Приподнял берет, провёл ладонью по голове, пригладил давно нестриженные влажные волосы. Оглянулся — в окне вагона увидел своё отражение. Покачал головой — отражавшийся в стекле высокий широкоплечий молодой мужчина в парадной форме десантника Советской армии повторил мой жест. Я разглядывал его лицо и всё ещё не верил, что смотрю на себя. Пошевелил руками — те безболезненно откликнулись на мой призыв, словно их не расплющило о Средиземное море вместе с салоном самолёта. Взглянул на предплечье — не увидел на нём привычную татуировку. Прикоснулся к карману, где час назад обнаружил свой военный билет на имя Сергея Леонидовича Чернова — убедился, что не обронил документ в вагоне.
Взглядом отыскал киоск «Союзпечать», рядом с которым выстроились пассажиры московского поезда. Подхватил свой чемодан и вразвалочку подошёл к людям, жаждавшим приобрести в дорогу печатную продукцию. Прошёлся вдоль очереди и замер около стеклянной витрины. «Ни „Марсов“, ни „Сникерсов“, ни жевательной резинки», — отметил я.
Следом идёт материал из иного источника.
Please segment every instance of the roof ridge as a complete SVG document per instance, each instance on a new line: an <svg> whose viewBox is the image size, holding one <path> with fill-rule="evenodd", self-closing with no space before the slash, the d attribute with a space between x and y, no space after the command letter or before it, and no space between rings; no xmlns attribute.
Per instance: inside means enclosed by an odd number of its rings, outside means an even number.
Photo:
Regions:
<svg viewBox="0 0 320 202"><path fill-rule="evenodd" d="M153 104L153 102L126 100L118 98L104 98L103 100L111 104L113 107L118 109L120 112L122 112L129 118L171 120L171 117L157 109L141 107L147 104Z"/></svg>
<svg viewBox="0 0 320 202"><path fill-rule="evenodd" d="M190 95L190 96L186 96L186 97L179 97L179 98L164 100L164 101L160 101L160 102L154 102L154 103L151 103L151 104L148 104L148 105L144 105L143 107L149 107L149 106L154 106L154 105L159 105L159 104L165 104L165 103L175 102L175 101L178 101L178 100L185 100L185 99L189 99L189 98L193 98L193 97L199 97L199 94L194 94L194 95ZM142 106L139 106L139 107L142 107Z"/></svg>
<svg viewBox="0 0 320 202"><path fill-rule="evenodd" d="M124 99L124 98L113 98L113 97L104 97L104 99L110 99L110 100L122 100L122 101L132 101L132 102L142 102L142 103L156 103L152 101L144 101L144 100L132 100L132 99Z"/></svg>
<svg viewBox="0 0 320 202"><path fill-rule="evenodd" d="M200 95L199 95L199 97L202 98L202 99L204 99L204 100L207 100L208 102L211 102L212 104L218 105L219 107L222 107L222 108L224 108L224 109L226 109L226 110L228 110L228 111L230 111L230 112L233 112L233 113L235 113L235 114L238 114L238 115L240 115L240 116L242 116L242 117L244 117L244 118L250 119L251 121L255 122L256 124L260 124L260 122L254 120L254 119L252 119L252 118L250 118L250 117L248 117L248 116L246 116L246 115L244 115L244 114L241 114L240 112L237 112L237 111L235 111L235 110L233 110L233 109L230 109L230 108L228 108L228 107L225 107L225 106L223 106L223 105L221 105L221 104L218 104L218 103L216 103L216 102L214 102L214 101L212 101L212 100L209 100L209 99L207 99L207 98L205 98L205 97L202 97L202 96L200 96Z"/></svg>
Услышал, как лысый мужчина запросил у продавщицы «Советский спорт». Глазами пробежался по названиям газет: «Правда», «Труд», «Советская Россия», «Комсомольская правда», «Известия». Отметил, что почти на всех газетах красовалась одна и та же дата (та самая, которую мне совсем недавно озвучили попутчики): суббота, двадцать третье июня тысяча девятьсот семьдесят третьего года.
Пробормотал:
— Не рай, не ад. СССР. Семьдесят третий год.
«Мама и папа сейчас живы, — подумал я. — Скоро увижу их. И Кирилла».
Почувствовал: сердце уже не рвалось из груди наружу, успокоилось. «Как странно время… летит», — подумал я. Вспомнил, как буквально час назад летело не время — летел я сам: на самолёте «Боинг 737–800» на Кипр. Посматривал на симпатичных улыбчивых стюардесс, бросал взгляды в иллюминатор: на видневшиеся далеко внизу облака. Потягивал из стакана не самый лучший виски. Прикидывал, за сколько часов завершу дела на острове. Предвкушал, что скоро окунусь в тёплое море. Вот только «что-то пошло не так»: я искупался в море раньше, чем планировал — вместе с самолётом. «После падения с такой высоты не выживают», — в очередной раз сказал я сам себе. Память напомнила о тех ощущениях, что предшествовали забвению: не о самых приятных.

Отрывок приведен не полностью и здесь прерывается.